AWS has released a sample project showing how businesses can deploy an Amazon Lex bot that leverages a pre-trained, open-source LLM.

Several other conversational AI vendors have taken similar steps, integrating with LLMs like ChatGPT.

In doing so, these providers have enabled customers to build bots using natural language alone, simulate conversations for testing, and adapt the tone of replies based on customer responses.

Yet, AWS’s demo – as showcased in a recent blog – highlights how Lex users can implement two very different use cases.

The first use case revolves around what AWS calls a “custom memory manager.”

What this does is allow the bot to recall previous customer conversations to maintain the interaction’s context and speed.

The second use case enables Lex to better handle bot fallbacks.

A fallback occurs when the user’s input does not match any of the intents that the company has trained the bot to handle.

The LLM improves that fallback by analyzing what the customer said/wrote and looking to see which intent it best matches.

As an example of this, consider a florist. If a customer asks: “I’d like to order chocolate,” the LLM can identify that the customer wants to order something.

It could then ask: “Did you mean: I’d like to order flowers.” That is most likely what the customer meant in that scenario – which helps pull the conversation in the right direction.

In bringing these use cases to life, AWS leveraged its Lambda solution and an open-source LLM from Amazon SageMaker JumpStart.

Jumpstart is its portfolio of machine learning models that businesses can test and tune.

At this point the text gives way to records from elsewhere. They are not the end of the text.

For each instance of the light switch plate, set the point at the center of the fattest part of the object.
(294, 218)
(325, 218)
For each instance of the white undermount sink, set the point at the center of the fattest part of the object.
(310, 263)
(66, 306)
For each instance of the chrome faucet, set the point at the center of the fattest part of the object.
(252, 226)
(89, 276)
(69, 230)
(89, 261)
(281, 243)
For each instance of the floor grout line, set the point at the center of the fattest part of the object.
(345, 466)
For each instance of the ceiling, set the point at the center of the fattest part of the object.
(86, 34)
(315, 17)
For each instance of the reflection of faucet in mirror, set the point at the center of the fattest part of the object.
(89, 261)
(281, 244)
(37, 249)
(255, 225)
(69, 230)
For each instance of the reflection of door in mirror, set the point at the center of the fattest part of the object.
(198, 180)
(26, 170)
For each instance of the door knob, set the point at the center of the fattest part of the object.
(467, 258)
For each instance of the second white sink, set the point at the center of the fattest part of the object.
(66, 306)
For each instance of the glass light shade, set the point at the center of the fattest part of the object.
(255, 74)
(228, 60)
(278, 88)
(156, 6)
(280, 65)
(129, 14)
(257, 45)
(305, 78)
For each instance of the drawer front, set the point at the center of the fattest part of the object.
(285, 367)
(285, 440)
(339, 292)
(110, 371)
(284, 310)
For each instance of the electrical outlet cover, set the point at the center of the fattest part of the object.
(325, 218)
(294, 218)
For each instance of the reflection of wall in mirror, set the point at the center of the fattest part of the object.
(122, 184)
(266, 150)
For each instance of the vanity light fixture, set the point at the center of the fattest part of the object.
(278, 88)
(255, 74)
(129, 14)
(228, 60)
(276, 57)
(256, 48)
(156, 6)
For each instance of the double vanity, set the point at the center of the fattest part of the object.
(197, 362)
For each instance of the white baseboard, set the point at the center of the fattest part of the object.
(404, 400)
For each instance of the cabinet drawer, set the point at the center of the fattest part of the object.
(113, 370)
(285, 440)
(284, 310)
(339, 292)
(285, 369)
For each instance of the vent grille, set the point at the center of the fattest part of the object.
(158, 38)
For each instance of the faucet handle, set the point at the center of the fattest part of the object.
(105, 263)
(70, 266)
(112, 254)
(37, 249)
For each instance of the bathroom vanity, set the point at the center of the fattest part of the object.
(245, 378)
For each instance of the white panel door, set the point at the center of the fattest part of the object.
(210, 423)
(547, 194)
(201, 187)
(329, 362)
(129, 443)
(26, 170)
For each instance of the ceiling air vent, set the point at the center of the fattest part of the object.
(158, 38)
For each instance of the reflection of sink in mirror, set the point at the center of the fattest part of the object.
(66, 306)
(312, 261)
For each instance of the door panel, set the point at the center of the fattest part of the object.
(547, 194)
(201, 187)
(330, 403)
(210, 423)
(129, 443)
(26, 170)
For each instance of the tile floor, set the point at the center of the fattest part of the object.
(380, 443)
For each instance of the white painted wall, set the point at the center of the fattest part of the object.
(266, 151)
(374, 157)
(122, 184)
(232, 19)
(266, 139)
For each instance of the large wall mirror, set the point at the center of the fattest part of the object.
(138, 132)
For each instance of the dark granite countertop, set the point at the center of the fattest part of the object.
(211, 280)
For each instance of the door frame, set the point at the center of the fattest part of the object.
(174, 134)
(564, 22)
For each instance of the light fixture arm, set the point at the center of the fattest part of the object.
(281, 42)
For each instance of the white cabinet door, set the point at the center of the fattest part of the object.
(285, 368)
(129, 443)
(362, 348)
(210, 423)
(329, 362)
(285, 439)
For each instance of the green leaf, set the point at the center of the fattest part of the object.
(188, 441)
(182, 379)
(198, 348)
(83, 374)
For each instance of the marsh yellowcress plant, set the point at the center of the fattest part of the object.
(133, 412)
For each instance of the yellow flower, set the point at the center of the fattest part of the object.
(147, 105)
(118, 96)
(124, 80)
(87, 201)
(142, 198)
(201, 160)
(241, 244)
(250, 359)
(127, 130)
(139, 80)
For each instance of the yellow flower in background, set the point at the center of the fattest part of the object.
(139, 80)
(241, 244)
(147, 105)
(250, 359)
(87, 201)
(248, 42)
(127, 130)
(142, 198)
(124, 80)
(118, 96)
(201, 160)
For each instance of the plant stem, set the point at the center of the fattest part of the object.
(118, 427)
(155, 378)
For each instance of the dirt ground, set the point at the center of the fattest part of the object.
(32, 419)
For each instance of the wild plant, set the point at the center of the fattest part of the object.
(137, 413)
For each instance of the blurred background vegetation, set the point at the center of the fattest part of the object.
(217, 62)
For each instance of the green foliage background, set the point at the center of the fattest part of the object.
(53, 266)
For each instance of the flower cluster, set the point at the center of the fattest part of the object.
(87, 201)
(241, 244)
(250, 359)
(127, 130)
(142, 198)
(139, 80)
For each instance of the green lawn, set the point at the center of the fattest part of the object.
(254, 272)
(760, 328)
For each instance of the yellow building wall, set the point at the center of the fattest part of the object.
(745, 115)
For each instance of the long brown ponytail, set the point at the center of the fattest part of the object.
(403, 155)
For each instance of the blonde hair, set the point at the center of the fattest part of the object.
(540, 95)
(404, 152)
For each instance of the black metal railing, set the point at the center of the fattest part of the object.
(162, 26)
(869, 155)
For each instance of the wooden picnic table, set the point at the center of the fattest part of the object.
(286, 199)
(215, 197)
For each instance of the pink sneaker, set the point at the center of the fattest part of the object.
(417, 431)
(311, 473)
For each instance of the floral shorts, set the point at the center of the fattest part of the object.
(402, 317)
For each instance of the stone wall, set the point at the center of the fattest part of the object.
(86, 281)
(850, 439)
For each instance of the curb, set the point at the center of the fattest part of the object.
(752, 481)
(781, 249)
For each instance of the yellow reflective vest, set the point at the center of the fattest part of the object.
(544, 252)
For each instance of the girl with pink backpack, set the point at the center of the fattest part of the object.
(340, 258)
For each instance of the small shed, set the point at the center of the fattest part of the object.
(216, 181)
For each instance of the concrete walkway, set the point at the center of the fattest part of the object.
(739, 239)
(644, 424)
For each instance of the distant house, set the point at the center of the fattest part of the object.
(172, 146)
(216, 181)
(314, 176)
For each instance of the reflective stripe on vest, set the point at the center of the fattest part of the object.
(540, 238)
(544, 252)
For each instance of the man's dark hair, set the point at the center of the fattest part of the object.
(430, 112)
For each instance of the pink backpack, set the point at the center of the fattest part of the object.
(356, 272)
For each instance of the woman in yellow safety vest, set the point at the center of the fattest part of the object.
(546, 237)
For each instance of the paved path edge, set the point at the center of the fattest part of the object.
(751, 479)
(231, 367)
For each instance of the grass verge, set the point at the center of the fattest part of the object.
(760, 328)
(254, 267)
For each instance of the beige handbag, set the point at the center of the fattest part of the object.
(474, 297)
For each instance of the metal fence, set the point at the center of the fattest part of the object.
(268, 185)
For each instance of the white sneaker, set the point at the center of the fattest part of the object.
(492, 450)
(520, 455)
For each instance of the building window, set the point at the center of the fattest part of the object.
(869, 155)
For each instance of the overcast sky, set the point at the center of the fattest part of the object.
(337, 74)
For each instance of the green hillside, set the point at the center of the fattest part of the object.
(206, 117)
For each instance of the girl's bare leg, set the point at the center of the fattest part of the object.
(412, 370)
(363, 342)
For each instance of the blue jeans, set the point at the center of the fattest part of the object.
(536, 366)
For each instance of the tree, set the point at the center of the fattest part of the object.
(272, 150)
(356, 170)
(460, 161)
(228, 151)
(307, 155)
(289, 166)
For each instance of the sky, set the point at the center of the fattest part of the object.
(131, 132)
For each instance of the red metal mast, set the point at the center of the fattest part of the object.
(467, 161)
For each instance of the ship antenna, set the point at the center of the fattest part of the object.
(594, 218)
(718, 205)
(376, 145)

Alongside these models, AWS recently released Bedrock, which provides a platform for businesses to build generative AI-powered apps from various pre-trained models.

During that launch, Andy Jassy, CEO of Amazon, told CNBC:

Generative AI has the chance to transform every customer experience that you know. We are investing it very deeply across all of our businesses at Amazon, and – with AWS – we’re going to make sure that every other company can use it as well.

By releasing the aforementioned blog, AWS demonstrates how every company can leverage Lex to route user requests to an open-source LLM and unlock new conversation automation capabilities.

Next, it promises to showcase how businesses can fine-tune pre-trained LLM-powered chatbots with their own data.

In doing so, AWS will likely make many more use cases possible. For instance, it could increase the scope of bots by feeding them with knowledge base content, product manuals, and other agent support content.

As a result, Lex may answer customer queries that it has not been specifically trained to handle.

Such applications could see AWS follow the footsteps of other conversational AI stalwarts, leveraging generative AI to bring such capabilities to life.

Yet, these early applications showcase AWS’s innovation streak, which may help Lex stand out in an increasingly crowded space that generative AI promises to shake up.

Although, as Lex now sits inside Amazon Connect – the leading CCaaS platform, in terms of customer acquisition  – AWS has a significant advantage in customer contact automation.